In a way, it seems crass to talk about how businesses could reassess their attitude to travel right now; but, in a way, there’s never been a better time to take stock.
Think about it: all those cancelled business trips, destined to fly all those employees halfway across the world to attend meetings, conferences, presentations. All those people due to travel in business class, a method of transport carrying one of the highest carbon footprints going, on the company credit card.
While travelling for work is a definite perk, what many businesses will have discovered under lockdown is that a big old chunk of it is, quite simply, unnecessary. Video conferencing tools can pick up a lot more of the slack than most of us realised – and boy, does it save money.
On the flip side, there’s also the issue of employees’ leisure travel (a distant dream right now, but not forever) to consider. Before the whole quarantine thing kicked off, I came across the most wonderful scheme, whereby companies offer their workers a benefit that empowers them to make greener travel choices.

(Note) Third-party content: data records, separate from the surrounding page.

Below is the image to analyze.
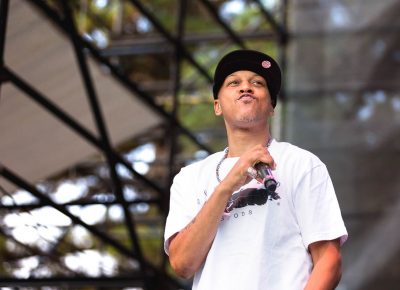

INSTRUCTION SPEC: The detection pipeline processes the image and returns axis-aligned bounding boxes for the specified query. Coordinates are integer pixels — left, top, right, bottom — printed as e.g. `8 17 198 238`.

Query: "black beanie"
213 49 281 107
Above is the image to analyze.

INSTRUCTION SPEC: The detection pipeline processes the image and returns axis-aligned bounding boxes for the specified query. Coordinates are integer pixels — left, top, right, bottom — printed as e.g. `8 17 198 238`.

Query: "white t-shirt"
164 140 347 290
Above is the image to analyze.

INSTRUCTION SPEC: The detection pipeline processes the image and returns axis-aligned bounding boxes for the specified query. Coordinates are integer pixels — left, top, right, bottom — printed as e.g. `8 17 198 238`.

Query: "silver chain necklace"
215 137 272 182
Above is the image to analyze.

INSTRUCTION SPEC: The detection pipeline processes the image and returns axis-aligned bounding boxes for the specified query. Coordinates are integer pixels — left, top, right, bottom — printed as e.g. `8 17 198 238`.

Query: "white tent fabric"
0 1 163 190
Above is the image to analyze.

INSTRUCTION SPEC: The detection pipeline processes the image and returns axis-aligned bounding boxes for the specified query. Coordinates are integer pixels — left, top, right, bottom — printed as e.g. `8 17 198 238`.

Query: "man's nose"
240 86 253 94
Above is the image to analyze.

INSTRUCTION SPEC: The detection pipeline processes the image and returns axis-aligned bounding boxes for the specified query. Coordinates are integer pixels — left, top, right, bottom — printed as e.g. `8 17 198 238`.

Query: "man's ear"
214 99 222 116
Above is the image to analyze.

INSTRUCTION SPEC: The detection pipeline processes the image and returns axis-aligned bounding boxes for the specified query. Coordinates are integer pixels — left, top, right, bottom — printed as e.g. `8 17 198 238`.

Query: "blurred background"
0 0 400 290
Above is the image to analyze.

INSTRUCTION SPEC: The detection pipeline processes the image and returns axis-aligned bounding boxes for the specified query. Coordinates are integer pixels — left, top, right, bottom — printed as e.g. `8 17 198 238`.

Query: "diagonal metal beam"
130 0 212 83
200 0 246 48
3 67 164 194
253 0 288 44
59 0 148 284
0 163 184 288
29 0 213 152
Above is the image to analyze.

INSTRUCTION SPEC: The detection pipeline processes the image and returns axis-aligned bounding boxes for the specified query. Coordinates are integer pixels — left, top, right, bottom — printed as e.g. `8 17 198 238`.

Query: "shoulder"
177 151 224 176
271 141 325 168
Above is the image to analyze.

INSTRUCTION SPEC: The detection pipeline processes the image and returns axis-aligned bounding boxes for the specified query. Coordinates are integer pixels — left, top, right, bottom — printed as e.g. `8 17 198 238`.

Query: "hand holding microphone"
252 162 278 193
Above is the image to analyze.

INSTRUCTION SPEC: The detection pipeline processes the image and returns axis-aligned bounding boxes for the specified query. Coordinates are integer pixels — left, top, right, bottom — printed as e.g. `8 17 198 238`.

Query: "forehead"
225 70 263 79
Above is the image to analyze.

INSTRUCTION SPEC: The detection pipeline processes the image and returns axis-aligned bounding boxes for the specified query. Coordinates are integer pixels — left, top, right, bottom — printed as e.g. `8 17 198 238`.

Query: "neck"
227 127 271 157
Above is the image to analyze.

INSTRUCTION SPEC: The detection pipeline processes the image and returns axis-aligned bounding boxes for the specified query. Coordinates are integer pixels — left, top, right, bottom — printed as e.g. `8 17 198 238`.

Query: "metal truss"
0 0 288 290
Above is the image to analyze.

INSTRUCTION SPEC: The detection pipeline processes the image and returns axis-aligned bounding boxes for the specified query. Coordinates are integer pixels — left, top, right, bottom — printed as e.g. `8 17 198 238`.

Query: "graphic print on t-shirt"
225 187 280 212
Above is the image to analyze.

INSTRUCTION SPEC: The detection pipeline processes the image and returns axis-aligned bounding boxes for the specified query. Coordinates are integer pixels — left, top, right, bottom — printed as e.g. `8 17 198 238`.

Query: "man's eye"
253 80 264 86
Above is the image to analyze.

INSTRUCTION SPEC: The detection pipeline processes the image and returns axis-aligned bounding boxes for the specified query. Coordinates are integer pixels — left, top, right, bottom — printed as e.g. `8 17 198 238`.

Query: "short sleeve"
164 168 196 254
294 162 348 248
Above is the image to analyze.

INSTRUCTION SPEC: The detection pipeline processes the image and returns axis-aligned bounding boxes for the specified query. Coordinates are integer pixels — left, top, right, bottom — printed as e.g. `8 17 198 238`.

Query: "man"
165 50 347 290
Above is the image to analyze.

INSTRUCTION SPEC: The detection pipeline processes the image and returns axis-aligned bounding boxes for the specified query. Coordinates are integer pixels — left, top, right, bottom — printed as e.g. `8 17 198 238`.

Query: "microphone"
254 162 278 194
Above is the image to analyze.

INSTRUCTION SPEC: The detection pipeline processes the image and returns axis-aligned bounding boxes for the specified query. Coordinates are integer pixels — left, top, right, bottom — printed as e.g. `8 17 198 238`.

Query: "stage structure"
0 0 287 289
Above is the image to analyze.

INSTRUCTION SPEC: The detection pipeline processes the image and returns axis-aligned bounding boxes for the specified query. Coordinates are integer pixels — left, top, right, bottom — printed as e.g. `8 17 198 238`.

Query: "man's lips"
238 94 255 101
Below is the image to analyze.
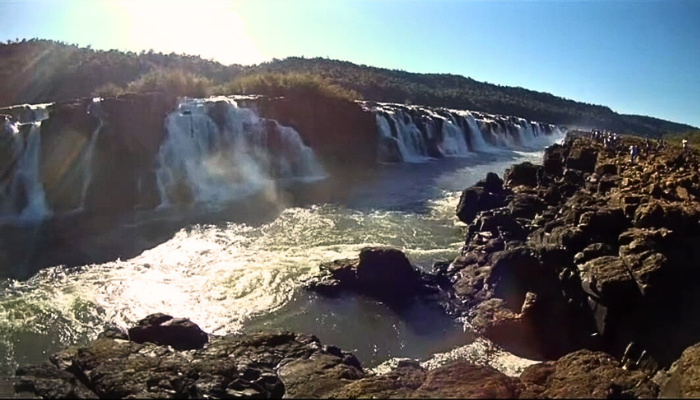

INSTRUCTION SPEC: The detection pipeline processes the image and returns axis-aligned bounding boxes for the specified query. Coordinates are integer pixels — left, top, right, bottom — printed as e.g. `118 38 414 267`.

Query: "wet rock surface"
441 134 700 390
15 135 700 398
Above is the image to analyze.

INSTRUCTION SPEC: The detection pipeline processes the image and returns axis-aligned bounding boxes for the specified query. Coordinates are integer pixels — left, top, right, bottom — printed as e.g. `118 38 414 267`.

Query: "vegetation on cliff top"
0 39 697 136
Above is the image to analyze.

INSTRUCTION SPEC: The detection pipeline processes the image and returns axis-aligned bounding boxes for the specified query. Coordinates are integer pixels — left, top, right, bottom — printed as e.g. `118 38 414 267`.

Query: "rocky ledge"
15 135 700 398
15 314 658 399
444 135 700 371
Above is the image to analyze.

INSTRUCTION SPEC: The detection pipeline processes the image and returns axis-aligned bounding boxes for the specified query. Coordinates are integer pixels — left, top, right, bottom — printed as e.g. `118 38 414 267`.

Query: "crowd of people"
590 129 690 163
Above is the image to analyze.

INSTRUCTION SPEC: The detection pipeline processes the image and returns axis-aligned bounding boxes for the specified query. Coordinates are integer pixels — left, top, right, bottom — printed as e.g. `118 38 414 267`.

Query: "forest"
0 39 697 137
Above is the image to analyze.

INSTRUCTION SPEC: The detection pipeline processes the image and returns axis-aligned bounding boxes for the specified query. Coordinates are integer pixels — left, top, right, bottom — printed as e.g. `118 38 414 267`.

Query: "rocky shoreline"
15 133 700 398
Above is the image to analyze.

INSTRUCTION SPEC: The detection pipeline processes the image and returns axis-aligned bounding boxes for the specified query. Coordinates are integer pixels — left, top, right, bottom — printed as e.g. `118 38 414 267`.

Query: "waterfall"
392 111 428 162
156 99 326 207
370 102 559 163
0 122 51 221
439 115 469 156
0 104 51 222
76 98 104 211
463 111 489 151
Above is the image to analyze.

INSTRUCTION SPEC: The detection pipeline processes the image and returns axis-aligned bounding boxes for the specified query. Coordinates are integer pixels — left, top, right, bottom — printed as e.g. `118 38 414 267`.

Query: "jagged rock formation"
15 314 658 399
446 135 700 369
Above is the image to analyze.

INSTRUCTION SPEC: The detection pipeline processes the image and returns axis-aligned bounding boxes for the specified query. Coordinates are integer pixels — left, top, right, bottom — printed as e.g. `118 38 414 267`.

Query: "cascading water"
11 122 50 221
394 111 428 162
0 105 51 222
438 115 469 157
156 98 326 207
364 103 558 163
463 111 489 151
76 98 104 211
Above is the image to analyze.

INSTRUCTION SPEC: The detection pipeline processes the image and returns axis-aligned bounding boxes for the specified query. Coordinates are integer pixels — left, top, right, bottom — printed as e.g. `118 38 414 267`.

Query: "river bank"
12 135 700 398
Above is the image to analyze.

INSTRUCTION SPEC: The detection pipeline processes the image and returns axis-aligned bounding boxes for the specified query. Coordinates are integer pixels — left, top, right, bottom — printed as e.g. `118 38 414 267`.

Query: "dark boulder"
129 314 209 350
474 172 503 193
520 350 658 399
508 193 547 219
542 144 565 176
457 186 503 224
659 344 700 399
566 146 598 173
357 248 420 300
504 162 542 187
574 243 616 264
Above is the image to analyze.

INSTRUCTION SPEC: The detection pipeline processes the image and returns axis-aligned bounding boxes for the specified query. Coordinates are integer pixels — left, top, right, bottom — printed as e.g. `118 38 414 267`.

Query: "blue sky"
0 0 700 126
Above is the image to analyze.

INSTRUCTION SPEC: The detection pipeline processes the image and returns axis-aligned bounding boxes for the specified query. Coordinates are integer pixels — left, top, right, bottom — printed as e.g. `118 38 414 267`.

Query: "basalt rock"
457 186 503 224
129 314 209 350
454 136 700 366
504 162 542 187
520 350 659 399
305 247 454 313
15 314 365 398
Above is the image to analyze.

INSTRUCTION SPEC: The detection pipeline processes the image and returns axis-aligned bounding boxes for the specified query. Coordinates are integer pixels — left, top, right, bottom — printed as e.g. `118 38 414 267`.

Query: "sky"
0 0 700 127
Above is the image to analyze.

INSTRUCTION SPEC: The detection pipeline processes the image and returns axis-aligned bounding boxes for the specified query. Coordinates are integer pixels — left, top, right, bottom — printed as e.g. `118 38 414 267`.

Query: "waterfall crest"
361 102 563 163
156 98 326 207
0 105 51 222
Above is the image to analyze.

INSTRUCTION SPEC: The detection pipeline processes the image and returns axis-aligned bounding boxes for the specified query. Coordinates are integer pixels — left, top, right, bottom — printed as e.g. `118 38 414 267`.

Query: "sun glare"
105 0 264 64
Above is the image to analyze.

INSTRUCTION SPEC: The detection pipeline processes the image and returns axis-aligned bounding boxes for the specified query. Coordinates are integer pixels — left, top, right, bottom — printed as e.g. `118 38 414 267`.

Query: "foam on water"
0 126 560 372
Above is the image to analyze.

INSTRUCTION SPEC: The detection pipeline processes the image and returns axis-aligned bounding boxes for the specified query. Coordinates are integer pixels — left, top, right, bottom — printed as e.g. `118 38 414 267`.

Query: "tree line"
0 39 696 137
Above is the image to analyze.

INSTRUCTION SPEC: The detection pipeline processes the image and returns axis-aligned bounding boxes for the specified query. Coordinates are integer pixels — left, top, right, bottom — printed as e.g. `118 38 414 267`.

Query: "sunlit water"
0 146 552 375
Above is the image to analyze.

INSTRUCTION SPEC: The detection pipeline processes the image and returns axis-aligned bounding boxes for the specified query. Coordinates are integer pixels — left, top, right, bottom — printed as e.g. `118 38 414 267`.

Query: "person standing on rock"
630 144 639 163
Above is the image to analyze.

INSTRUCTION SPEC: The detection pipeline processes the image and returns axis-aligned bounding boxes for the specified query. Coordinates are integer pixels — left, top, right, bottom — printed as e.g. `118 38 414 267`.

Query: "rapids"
0 144 556 375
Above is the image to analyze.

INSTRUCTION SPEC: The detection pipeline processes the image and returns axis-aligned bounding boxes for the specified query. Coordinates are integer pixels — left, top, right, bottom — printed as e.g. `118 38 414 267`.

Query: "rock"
504 162 541 187
508 193 547 219
129 314 209 350
620 229 677 302
542 144 565 176
473 209 527 240
474 172 503 193
595 163 617 176
520 350 658 399
579 256 641 307
414 361 520 399
574 243 615 264
485 247 553 312
578 207 630 243
566 146 598 173
659 344 700 399
543 226 590 255
468 298 544 360
457 186 503 224
634 200 700 234
16 326 365 398
329 361 520 399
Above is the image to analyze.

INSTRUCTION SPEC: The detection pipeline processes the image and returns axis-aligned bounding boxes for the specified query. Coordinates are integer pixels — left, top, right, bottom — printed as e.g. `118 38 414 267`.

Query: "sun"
106 0 264 64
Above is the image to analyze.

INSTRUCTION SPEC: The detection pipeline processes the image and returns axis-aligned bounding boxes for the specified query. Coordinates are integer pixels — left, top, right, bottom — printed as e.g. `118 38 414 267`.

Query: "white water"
439 116 469 157
0 141 568 371
76 98 104 212
0 104 51 222
156 98 326 207
365 103 559 163
10 122 51 221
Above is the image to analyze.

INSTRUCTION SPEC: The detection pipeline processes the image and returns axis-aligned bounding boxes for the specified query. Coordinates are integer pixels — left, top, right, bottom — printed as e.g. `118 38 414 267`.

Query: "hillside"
0 39 695 136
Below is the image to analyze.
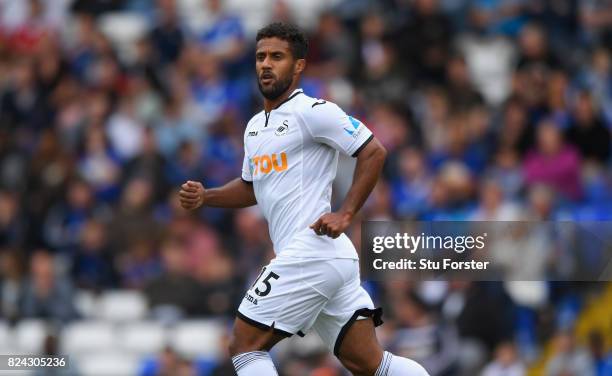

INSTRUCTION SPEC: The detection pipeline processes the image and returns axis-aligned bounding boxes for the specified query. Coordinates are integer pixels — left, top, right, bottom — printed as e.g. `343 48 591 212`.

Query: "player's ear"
295 59 306 74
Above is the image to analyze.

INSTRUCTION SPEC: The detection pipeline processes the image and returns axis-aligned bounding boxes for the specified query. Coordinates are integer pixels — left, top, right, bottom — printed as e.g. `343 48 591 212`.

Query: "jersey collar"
273 89 304 110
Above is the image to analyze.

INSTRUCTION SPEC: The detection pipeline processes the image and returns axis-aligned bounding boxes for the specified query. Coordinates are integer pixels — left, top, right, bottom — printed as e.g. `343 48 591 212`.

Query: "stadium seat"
118 322 168 355
75 352 140 376
98 290 148 322
60 321 117 356
13 320 48 354
170 320 225 358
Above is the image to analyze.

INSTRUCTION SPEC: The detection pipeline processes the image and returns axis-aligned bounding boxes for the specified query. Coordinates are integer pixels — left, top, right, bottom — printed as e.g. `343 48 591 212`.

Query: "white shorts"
237 256 382 355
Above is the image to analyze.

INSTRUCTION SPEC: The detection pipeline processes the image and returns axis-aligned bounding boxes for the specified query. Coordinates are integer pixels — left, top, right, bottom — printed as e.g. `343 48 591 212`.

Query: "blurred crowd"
0 0 612 376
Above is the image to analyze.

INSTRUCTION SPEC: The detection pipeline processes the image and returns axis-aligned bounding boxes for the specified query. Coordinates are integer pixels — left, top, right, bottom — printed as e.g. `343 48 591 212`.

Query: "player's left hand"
310 213 352 239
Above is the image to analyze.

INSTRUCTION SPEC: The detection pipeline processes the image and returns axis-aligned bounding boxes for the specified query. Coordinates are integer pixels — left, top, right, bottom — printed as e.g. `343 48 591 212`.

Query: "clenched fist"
179 180 206 210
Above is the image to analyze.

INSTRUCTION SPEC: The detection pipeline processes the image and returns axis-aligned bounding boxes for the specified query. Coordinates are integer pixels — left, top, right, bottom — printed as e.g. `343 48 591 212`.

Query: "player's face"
255 38 304 100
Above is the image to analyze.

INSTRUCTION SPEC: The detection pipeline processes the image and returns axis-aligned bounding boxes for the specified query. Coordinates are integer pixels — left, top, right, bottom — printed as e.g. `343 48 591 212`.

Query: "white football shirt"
242 89 373 259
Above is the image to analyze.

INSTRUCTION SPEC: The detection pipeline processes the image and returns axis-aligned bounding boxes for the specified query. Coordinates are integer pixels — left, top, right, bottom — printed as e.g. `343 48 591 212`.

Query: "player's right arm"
179 178 257 210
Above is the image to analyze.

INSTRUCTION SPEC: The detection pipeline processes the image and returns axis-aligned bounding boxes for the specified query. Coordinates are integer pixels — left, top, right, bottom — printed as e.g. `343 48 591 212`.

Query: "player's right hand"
179 180 206 210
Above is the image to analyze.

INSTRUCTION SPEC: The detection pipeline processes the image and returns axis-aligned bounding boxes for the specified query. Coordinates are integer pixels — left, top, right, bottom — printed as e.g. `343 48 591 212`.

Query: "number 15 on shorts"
251 267 280 296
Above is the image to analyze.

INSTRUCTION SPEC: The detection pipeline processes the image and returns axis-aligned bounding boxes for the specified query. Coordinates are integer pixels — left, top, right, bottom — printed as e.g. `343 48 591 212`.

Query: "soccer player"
180 23 427 376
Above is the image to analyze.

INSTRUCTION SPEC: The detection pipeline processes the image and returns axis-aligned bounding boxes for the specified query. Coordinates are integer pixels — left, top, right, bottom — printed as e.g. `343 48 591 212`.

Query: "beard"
257 77 293 101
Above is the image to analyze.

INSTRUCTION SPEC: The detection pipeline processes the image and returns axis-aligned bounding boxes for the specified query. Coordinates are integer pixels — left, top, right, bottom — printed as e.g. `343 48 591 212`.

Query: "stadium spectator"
19 250 78 324
546 333 595 376
524 122 582 200
481 343 526 376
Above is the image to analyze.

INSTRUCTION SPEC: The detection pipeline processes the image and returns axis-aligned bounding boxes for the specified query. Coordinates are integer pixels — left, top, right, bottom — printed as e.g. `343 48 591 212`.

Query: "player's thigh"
337 318 383 376
229 317 287 356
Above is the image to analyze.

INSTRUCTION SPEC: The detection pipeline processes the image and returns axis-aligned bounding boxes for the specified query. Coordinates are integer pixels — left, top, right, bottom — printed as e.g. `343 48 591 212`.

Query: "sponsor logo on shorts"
244 292 257 305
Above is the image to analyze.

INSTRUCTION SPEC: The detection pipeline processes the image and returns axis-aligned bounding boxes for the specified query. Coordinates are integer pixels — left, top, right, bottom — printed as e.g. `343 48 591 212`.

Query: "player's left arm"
300 101 387 238
310 138 387 239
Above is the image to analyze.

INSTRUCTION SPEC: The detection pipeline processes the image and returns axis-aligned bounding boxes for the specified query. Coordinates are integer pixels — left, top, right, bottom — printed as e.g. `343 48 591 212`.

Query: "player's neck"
264 82 298 112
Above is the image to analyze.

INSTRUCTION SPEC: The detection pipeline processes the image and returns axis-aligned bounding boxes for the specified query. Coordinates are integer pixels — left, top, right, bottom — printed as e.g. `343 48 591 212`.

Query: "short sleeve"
301 101 374 157
241 148 253 183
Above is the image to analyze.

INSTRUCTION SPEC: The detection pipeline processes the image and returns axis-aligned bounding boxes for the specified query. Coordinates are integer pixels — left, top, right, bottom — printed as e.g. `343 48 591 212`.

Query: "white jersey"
242 89 373 259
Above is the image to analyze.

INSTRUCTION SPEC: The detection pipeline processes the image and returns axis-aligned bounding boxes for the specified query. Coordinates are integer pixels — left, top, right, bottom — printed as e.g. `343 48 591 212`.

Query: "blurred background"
0 0 612 376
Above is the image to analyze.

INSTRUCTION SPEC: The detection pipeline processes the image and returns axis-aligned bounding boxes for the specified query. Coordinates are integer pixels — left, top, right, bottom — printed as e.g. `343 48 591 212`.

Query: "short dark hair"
255 22 308 59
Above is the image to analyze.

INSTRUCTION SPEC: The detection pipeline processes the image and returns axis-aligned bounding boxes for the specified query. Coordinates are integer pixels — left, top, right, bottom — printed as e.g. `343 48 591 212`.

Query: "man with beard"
180 23 427 376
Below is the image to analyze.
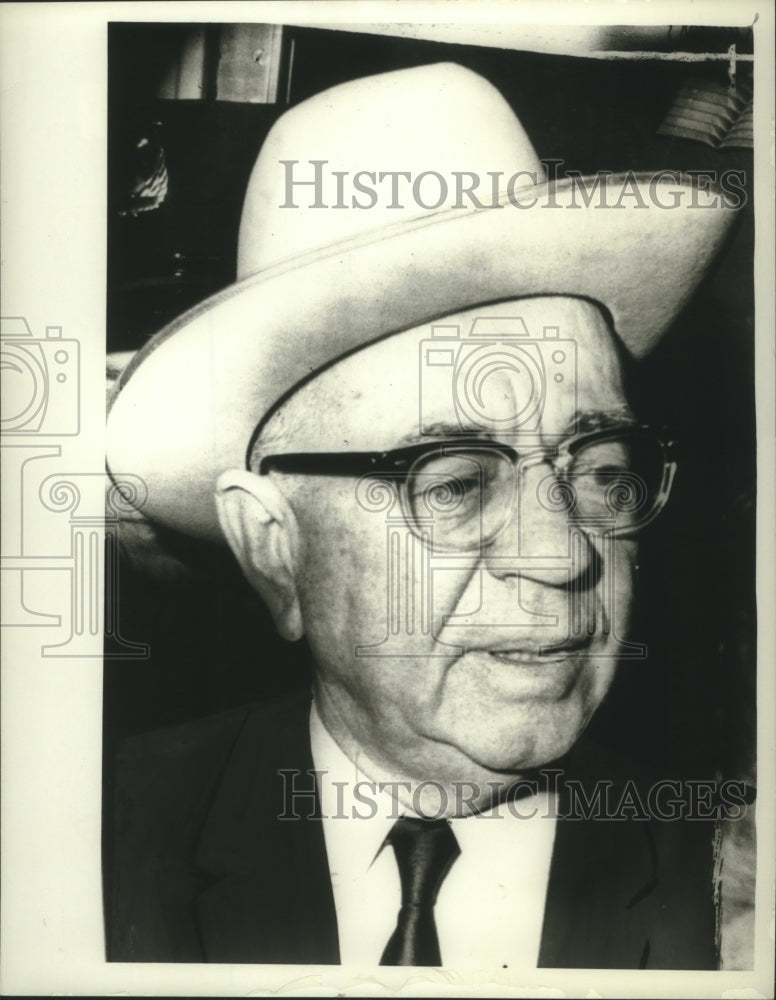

Launched by climate action charity Possible, Climate Perks encourages employers to sign up to an initiative offering staff a set number of paid journey days – essentially extra holiday allowance – when they choose to swap flying for flight-free travel by land or sea to reach their destination.
Knowing that one of the barriers to people choosing slow travel options is the “slow” element – and subsequent loss of time on holiday – the organisation came up with the ultimate inducement. If it takes me a day to reach Barcelona by train, I get an extra day’s paid leave. Simple, yet brilliant. It’s not just me who loves the sound of this: research conducted by Possible found that 50 per cent of 18 to 44-year-olds would prefer to work for an employer that helps them to take “clean travel” on holiday.
That, coupled with the eye-opening stat that a single return flight to Berlin clocks up the same amount of carbon as 13 return trips by train (assuming a two-hour flight), makes for a compelling incentive.
There are almost 50 employers on board so far, from industries ranging from food to digital to finance, all of which have signed on for a two-year pilot scheme to implement the policy as part of their employee benefits package.
It may not seem like it, but right now is precisely the time for businesses to muse on upping their green credentials in the years to come – after all, who knows what the aviation landscape will look like when the dust has settled? Who knows whether reduced capacity from struggling airlines will lead to sky high air fares?
What is certain is that we will, at some point, be ready to travel again. It’s up to all of us to decide how we want to do it.